There’s a line in a Bob Dylan song that goes “to live outside the law, you must be honest.” I’ve always thought that was good advice — if you’re a fugitive or breaking the law somehow, you need to be very circumspect in not coming to the law’s attention under any circumstances. Keep a low profile. Don’t speed. Don’t get into fights. Don’t apply for a gun permit.
And for god’s sake, don’t commit any penny-ante crimes.
That was advice David Graves of Lowell should have taken to heart.
Mr. Graves is a convicted sex offender.

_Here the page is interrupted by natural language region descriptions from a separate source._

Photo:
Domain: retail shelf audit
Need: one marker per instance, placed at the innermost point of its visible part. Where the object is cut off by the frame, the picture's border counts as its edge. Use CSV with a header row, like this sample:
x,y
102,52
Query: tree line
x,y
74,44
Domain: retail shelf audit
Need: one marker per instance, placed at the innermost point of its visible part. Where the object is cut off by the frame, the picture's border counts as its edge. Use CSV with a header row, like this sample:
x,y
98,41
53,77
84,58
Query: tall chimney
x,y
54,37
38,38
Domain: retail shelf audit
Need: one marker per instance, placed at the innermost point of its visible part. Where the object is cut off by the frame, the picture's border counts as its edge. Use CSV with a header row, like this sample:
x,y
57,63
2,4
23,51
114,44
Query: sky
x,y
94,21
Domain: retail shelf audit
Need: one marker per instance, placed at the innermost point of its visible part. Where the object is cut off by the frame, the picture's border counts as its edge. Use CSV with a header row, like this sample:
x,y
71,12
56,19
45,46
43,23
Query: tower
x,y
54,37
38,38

When he was 15, he was convicted of “indecent assault and battery on a child over 14.” His record was sealed, as he himself was a juvenile, but one of the terms of his release was that he register as a sex offender.
That’s why when he applied to be a janitor in a school, his criminal record came back clean.
And that’s how he had the opportunity to allegedly steal over $1,000.00 in pennies.
The students at his school, as a Holocaust Remembrance project, were trying to collect 1.5 million pennies, one penny for each person killed in the Holocaust. They were well on their way to their goal when a teacher noticed that the pennies were disappearing out of locked closets. A brief investigation led to Mr. Graves, and further investigation led to his failure to register.
So he’s out his $12.25/hour job (which is more than I make, for the record) and is looking at jail time while his wife is expecting their first child. Good choice, Dave.
(The Boston Herald’s account focuses on the sex-offender aspect, while the Globe, predictably, goes more towards the school-project details. The sex offender part doesn’t come up until the second page, overlooking that he was convicted of sexually assaulting a high school-age victim and is now working in a high school.)